Rock historians can debate over where garage rock and punk was born, and several have made a strong case for the Grande, inasmuch as Iggy Pop and the MC5 pretty much introduced the concepts. The Grande has since fallen into disrepair, crumbling and succumbing to looters and weather just as the city around it, but even with the heartbreaking pictures online, one can still imagine the amplifiers on the stage, the crowds of sweaty high teenagers, the light shows on the huge backdrop and the colorful Gary Grimshaw posters everywhere, with Leni Sinclair lurking around with a camera.nbtc__dv_250

It was this environment where Grand Funk Railroad was born, and just as one needs to step back in time to appreciate the Grande, so does one need to imagine the music of early Grand Funk in this time capsule. Crude might be a strong word, but this is certainly not sophisticated rock, no studio trickery needed, just a beer and some fat chords and the most basic rhythm section you can imagine this side of the Stooges’ Fun House. There was nothing funk about these guys in 1970, but there was a lot of sweaty blues-based blue-collar primal rock, and the audiences absolutely loved it. For a time, Grand Funk was huge, especially because critics and the media hated them, a fact that manager Knight used to his advantage when relentlessly promoting the trio.

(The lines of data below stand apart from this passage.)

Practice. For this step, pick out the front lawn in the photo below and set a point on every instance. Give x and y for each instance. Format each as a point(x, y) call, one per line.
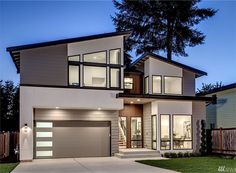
point(7, 167)
point(195, 164)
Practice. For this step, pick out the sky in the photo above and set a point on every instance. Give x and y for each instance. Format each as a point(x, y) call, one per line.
point(27, 22)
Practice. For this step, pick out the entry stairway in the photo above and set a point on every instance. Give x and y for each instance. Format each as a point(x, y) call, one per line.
point(137, 153)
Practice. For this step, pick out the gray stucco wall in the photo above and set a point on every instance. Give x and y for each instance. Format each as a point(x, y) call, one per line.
point(49, 114)
point(44, 66)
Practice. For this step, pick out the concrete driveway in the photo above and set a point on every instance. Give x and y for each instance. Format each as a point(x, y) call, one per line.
point(87, 165)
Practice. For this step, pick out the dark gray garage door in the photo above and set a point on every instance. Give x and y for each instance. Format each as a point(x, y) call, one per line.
point(58, 139)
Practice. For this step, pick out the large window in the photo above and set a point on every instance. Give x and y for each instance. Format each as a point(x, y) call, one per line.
point(98, 57)
point(173, 85)
point(95, 76)
point(115, 56)
point(115, 77)
point(129, 83)
point(73, 75)
point(146, 85)
point(156, 84)
point(165, 132)
point(182, 131)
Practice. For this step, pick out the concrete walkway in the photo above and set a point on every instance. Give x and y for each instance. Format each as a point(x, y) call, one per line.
point(87, 165)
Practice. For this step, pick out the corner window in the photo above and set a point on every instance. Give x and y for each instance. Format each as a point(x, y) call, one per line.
point(115, 77)
point(129, 83)
point(115, 56)
point(156, 84)
point(182, 131)
point(165, 132)
point(73, 75)
point(98, 57)
point(94, 76)
point(173, 85)
point(146, 85)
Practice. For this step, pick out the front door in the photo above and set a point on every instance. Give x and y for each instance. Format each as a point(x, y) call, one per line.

Grand Funk, or the Red Album to some, was the band’s second outing, and although it is not sonically different than On Time (read: murky production, same basic approach to each song), it’s slightly better overall despite being very much a product of its time and place. Only “Inside Looking Out” ever makes it onto hits collections, and you won’t hear these eight tracks on classic rock radio, but it’s still an important part of the band’s history and a decent listen.

Never one to shy from a good jam session, Mark, Don and Mel extend a few of these songs longer than necessary, although the rumbling, rollicking midsection of “In Need” is a blast, Farner’s howling guitar solo a necessary counterpoint to Don Brewer’s gut-punch bass. “Paranoid” is another good jam session and “Inside Looking Out” is both energetic and restrained, maybe not justifying its 10 minutes but blowing your hair back all the same.

That’s about it for the highlights. Mediocre, repetitive songs like “High Falootin’ Woman,” “Please Don’t Worry,” “Mr. Limousine Driver” and the annoying “Winter And My Soul” clog up the first side, although “Got This Thing On The Move” is a canny choice for the opener. Yet every song has charm and a positive feel, and listening to these disparate elements before they came together a few years later is interesting for fans of the band, not to mention revealing in just how many arena rock bands of the next 20 years drew from the GFR playbook.

The band would take much of this material on the road, chronicled on the double album Live Album later in 1970, and it sounds pretty much the same. In that era, at the Grande, it would have been fantastic. Forty-odd years later, it’s raw, an assault, energetic and even sporadically great, worth looking into for fans, worth rediscovering for old fans, and not really worth checking out for the uninitiated.

Oh, and as side note, someone needs to renovate what’s left of that legendary Grande before it’s gone forever.